A.   Are Gorman and Helton covered by the general provisions of the WIAA
and thus permitted to maintain a claim under RCW 51.24.020?

     The WIAA supplants common law suits by workers against their employers
for injuries sustained on the job and generally provides the exclusive
means by which an injured worker may obtain relief for such injuries from
his or her employer.  See RCW 51.04.010.  While the WIAA is for the most
part a comprehensive and exclusive compensation system for Washington
workers injured on the job, it contains several important exceptions, two
of which are relevant in this case.
     First, RCW 51.24.020 creates a narrow exception to the WIAA's
exclusive remedy provision, allowing an employee injured as a result of his
or her employer's deliberate, intentional act, to maintain a tort action
outside of the WIAA against the employer.  This court has recognized that
RCW 51.24.020 was enacted to ensure that 'employers who deliberately
injure{} their employees {will} not enjoy the immunity from suits,' which
the WIAA provides.  Birklid v. Boeing Co., 127 Wn.2d 853, 859, 904 P.2d 278
(1995).  RCW 51.24.020 provides:
If injury results to a worker from the deliberate intention of his or her
employer to produce such injury, the worker or beneficiary of the worker
shall have the privilege to take under this title and also have cause of
action against the employer as if this title had not been enacted, for any
damages in excess of compensation and benefits paid or payable under this
title.

''{D}eliberate intention,'' according to this court, 'means the employer
had actual knowledge that an injury was certain to occur and willfully
disregarded that knowledge.'  Birklid, 127 Wn.2d at 865.
     Second, the WIAA exempts from its coverage Washington workers covered
by certain federal workers' compensation statutes, including the LHWCA.
See RCW 51.12.100; Eggert, 129 Wn.2d at 34 n.5; Esparza v. Skyreach Equip.,
Inc., 103 Wn.

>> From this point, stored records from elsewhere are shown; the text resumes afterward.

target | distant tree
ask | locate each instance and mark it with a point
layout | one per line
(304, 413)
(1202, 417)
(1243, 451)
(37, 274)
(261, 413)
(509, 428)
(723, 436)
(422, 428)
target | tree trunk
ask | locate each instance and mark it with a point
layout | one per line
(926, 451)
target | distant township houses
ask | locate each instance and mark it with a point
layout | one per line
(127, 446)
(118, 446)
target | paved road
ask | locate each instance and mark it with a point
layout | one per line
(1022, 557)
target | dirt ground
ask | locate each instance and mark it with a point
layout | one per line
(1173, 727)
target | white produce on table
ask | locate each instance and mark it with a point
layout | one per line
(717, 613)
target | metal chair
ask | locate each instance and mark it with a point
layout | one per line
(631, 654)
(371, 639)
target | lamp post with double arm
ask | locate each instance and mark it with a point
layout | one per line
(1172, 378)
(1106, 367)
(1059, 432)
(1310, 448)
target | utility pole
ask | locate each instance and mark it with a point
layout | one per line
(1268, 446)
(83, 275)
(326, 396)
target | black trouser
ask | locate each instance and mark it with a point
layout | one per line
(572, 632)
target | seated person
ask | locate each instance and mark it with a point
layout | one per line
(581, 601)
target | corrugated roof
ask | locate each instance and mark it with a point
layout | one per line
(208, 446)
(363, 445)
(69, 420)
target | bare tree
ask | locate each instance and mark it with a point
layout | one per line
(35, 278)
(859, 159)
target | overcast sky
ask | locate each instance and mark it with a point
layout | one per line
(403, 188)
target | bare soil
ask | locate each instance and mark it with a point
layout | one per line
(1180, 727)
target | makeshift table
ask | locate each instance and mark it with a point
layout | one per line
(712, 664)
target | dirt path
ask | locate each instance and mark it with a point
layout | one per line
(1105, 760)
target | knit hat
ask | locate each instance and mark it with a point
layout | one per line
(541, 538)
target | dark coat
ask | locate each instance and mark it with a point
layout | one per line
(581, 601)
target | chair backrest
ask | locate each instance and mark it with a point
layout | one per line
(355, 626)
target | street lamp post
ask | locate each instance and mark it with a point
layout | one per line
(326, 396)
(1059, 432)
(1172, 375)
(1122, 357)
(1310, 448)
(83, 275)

App. 916, 937, 15 P.3d 188 (2000), review denied, 144 Wn.2d
1004 (2001).  RCW 51.12.100(1) (section 100) provides that '{t}he
provisions of this title shall not apply to a master or member of a crew of
any vessel, or to employers and workers for whom a right or obligation
exists under the maritime laws or federal employees' compensation act for
personal injuries or death of such workers.'  (Emphasis added.)  As this
court observed in Eggert, 'In Washington, provisions of RCW 51 do not apply
to employers or workers who are covered by LHWCA.'  Eggert, 129 Wn.2d at 34
n.5.  The legislature's intent in excluding LHWCA-covered workers from the
WIAA was 'to prevent double recovery by {such a} worker,' Esparza, 103 Wn.

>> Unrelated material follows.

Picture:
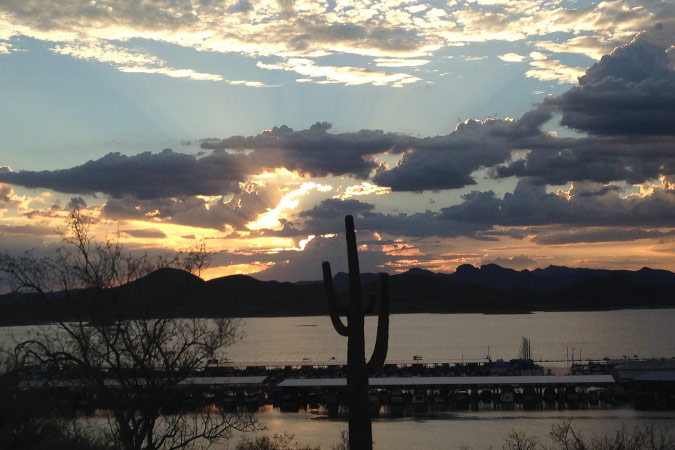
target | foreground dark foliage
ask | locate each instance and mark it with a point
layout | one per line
(566, 437)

App. at 938, and thereby 'protect the state's industrial insurance fund
when a worker is adequately covered under the LHWCA.'  E.P. Paup Co. v.

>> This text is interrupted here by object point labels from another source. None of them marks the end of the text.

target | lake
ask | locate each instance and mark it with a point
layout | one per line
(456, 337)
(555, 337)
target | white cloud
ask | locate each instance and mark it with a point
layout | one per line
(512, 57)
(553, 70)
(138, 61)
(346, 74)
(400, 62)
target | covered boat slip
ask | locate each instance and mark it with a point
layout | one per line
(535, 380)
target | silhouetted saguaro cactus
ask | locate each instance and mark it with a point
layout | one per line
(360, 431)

Director, Office of Workers Comp. Programs, 999 F.2d 1341, 1348 n.3 (9th
Cir. 1993) (citing Rhodes v. Dep't of Labor & Indus., 103 Wn.2d 895, 898,
700 P.2d 729 (1985)).
     However, in 1988 the legislature enacted RCW 51.12.102 (section 102),
which provides for the payment of some WIAA benefits under certain
circumstances to maritime workers 'who may have a right or claim for
benefits under the maritime laws of the United States,' i.e., the LHWCA,
who develop illness as a result of exposure to asbestos.  RCW 51.12.102(1).
Subsection (1) of section 102 directs the Department of Labor and
Industries (DLI) to 'furnish the benefits provided under this title to'
such a worker 'if (a) there are objective clinical findings to substantiate
that the worker has an asbestos-related claim for occupational disease and
(b) the worker's employment history has a prima facie indicia of injurious
exposure to asbestos fibers while employed in the state of Washington in
employment covered under this title.'  RCW 51.12.102(1).  That section
further directs DLI to 'render a decision as to the liable insurer and {to}
continue to pay benefits until the liable insurer initiates payments or
benefits are otherwise properly terminated under this title.'  Id.
     If DLI determines that an insurer outside the WIAA compensation
program is ultimately responsible for providing benefits to the injured
worker, subsection (4) of section 102 compels DLI to assist the worker in
obtaining benefits from such insurer and further dictates that if such
benefits are obtained, DLI is to pursue reimbursement for the WIAA benefits
provided.  RCW 51.12.102(4).  Furthermore, section 102 expressly provides
that once benefits are obtained from some other party, the WIAA benefits
cease: DLI is to 'continue to pay benefits until the liable insurer
initiates payments.'  RCW 51.12.102(1) (emphasis added).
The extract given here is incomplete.